E’ dei giorni scorsi la notizia
della costituzione di una società cooperativa
nata dall’unione di due piccole imprese locali,
e di un’altra cooperativa che mette assieme 21
tra imprese e gruppi di mitilicoltori, alcuni dei
quali provenienti da situazioni varie non sempre
definite, che hanno scelto la via della gestione comune di impresa, della tutela degli interessi, della
condivisone delle regole e soprattutto la strada
della legalità. «Il percorso avviato, di intesa con
le Istituzioni – spiegano dalla Confcommercio – è
finalizzato all’emersione del segmento produttivo
della mitilicoltura legato al Mar Piccolo e alla
regolamentazione dei suoi specchi acquei.

In
ragione di ciò l’attività di assistenza e supporto
alle imprese della pesca e mitilicoltura, che si sta
svolgendo in queste settimane per il tramite dello
sportello tecnico (istituito presso la sede provinciale di Confcommercio), pone le basi necessarie per giungere nel più breve tempo possibile alla
regolamentazione della mitilicoltura tarantina e
a porre le condizioni per la nascita una vera e
moderna imprenditoria del settore capace anche
di avvicinare giovani, indipendentemente dalla
tradizione familiare, attraverso percorsi di formazione ad hoc. L’invito dunque ai tanti operatori del settore che ad oggi hanno svolto l’attività di
produzione dei mitili in un quadro di incertezza
e di conseguente difficoltà, se non addirittura
di abusivismo, a voler intraprendere il percorso
di regolarizzazione, il solo che potrà garantire
l’accesso ai bandi comunali di assegnazione
delle concessioni. L’Amministrazione comunale
si appresta ad approvare il Piano comunale del
Mar Piccolo e successivamente ad emanare i
bandi per la concessione degli specchi acquei.

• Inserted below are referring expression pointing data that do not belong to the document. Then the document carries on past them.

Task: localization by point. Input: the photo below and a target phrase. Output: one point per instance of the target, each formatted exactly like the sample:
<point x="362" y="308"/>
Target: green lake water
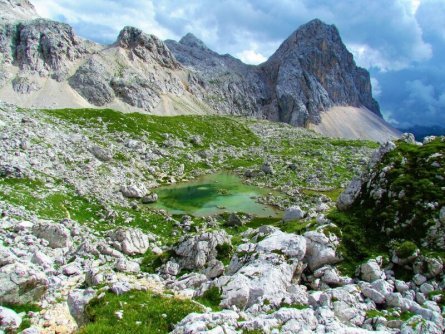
<point x="213" y="194"/>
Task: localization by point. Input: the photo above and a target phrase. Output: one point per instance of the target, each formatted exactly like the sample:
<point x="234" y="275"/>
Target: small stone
<point x="419" y="279"/>
<point x="9" y="320"/>
<point x="267" y="168"/>
<point x="133" y="191"/>
<point x="442" y="214"/>
<point x="120" y="288"/>
<point x="101" y="153"/>
<point x="234" y="220"/>
<point x="150" y="198"/>
<point x="293" y="213"/>
<point x="127" y="266"/>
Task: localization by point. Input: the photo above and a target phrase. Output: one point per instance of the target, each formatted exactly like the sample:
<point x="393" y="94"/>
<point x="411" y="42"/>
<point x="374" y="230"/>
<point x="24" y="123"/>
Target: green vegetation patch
<point x="213" y="129"/>
<point x="142" y="312"/>
<point x="404" y="210"/>
<point x="151" y="261"/>
<point x="211" y="298"/>
<point x="49" y="201"/>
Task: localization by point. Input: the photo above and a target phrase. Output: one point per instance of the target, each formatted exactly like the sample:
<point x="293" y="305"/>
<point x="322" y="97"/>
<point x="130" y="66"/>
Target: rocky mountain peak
<point x="16" y="10"/>
<point x="146" y="47"/>
<point x="192" y="41"/>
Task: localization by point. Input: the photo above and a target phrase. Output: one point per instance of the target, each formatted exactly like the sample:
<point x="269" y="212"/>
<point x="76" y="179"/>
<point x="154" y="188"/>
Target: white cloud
<point x="251" y="57"/>
<point x="376" y="89"/>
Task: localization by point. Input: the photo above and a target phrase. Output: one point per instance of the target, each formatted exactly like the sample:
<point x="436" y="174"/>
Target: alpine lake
<point x="214" y="194"/>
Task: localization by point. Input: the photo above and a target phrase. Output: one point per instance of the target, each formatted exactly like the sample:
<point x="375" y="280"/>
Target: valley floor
<point x="82" y="250"/>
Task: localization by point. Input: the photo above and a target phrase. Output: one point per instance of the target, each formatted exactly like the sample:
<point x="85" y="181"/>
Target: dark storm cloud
<point x="401" y="42"/>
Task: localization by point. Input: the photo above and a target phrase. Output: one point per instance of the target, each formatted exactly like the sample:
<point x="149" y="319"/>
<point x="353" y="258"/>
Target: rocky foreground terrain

La regolarizzazione delle posizioni delle imprese
non può che essere il primo passo per l’avvio di
percorsi per la riorganizzazione e qualificazione
del settore della mitilicoltura, per la creazione
di un marchio di qualità, per l’accesso ai fondi
comunitari per l’avvio di progetti che portino la
mitilicoltura tarantina ad essere davvero competitiva sul mercato nazionale ed estero».